Einwanderung hat Frankreichs Gesellschaft stark geprägt. Dennoch haben sich die Debatten über Migration in den letzten Jahren zunehmend polarisiert und eine Reihe von grundlegenden Paradoxien offenbart.

In Frankreich offenbaren sich mehrere Paradoxien in der Beziehung des Landes zur Einwanderung. (© picture-alliance, Westend61 | Hans Mitterer)

Wie in den meisten europäischen Ländern stehen auch in Frankreich Migrant/-innen und Flüchtlinge im Mittelpunkt heftiger öffentlicher und politischer Debatten. Diese Debatten finden jedoch jeweils in einem nationalen Kontext statt, der sich von Land zu Land stark unterscheiden kann. Im Falle Frankreichs offenbaren sie mehrere Paradoxien in der Beziehung des Landes zur Einwanderung.

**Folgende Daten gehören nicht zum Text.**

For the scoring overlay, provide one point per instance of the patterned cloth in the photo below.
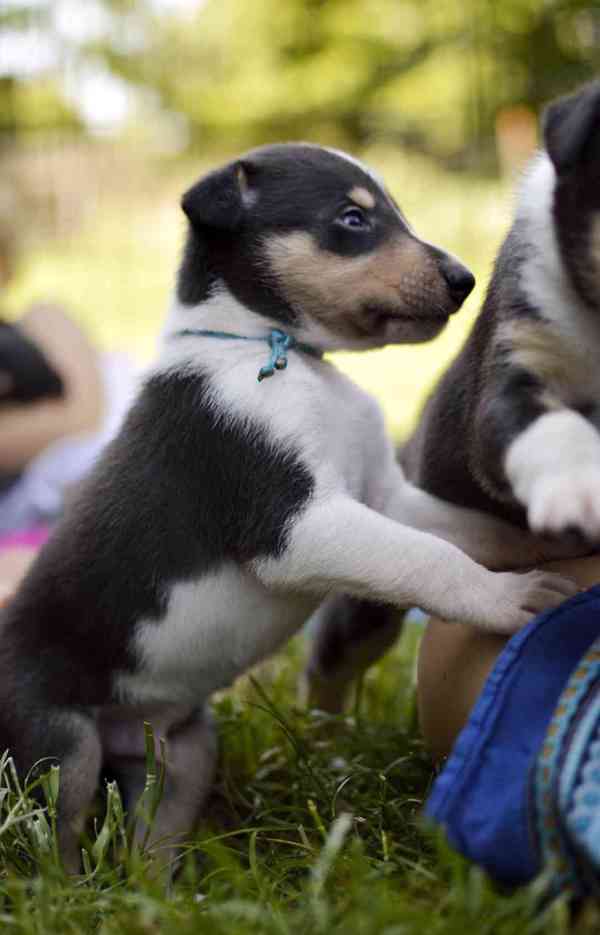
(520, 791)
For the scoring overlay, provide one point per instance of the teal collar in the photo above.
(279, 342)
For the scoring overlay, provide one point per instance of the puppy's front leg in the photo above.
(554, 470)
(485, 538)
(341, 545)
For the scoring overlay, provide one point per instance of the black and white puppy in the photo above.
(513, 427)
(523, 396)
(228, 508)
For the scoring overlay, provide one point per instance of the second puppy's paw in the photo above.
(567, 503)
(518, 598)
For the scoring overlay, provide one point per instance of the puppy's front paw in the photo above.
(521, 597)
(567, 503)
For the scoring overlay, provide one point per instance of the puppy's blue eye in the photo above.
(353, 217)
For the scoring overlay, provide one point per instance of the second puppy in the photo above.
(512, 428)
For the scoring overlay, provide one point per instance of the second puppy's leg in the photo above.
(349, 636)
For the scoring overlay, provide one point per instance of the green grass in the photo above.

Paradoxon 1: Eines der ältesten Einwanderungsländer Europas, aber im Bevölkerungsverhältnis kein Hauptzielland für Einwanderer

Frankreich hat eine längere Einwanderungsgeschichte als die meisten anderen Länder auf dem europäischen Kontinent. Mit Beginn des 19. Jahrhunderts bis zum Zweiten Weltkrieg zogen viele deutsche Handwerker sowie belgische, italienische und polnische Arbeitskräfte nach Frankreich, ebenso wie Flüchtlinge aus Armenien, Osteuropa, Deutschland oder Spanien. Nach dem Zweiten Weltkrieg kam eine wachsende Zahl von Personen aus den ehemaligen französischen Kolonien, die sich damals im Prozess der Interner Link: Dekolonisierung befanden. Migrationsbeziehungen entstanden zunächst zwischen der ehemaligen Kolonialmacht und einigen nordafrikanischen Ländern, später auch mit Staaten in Subsahara-Afrika.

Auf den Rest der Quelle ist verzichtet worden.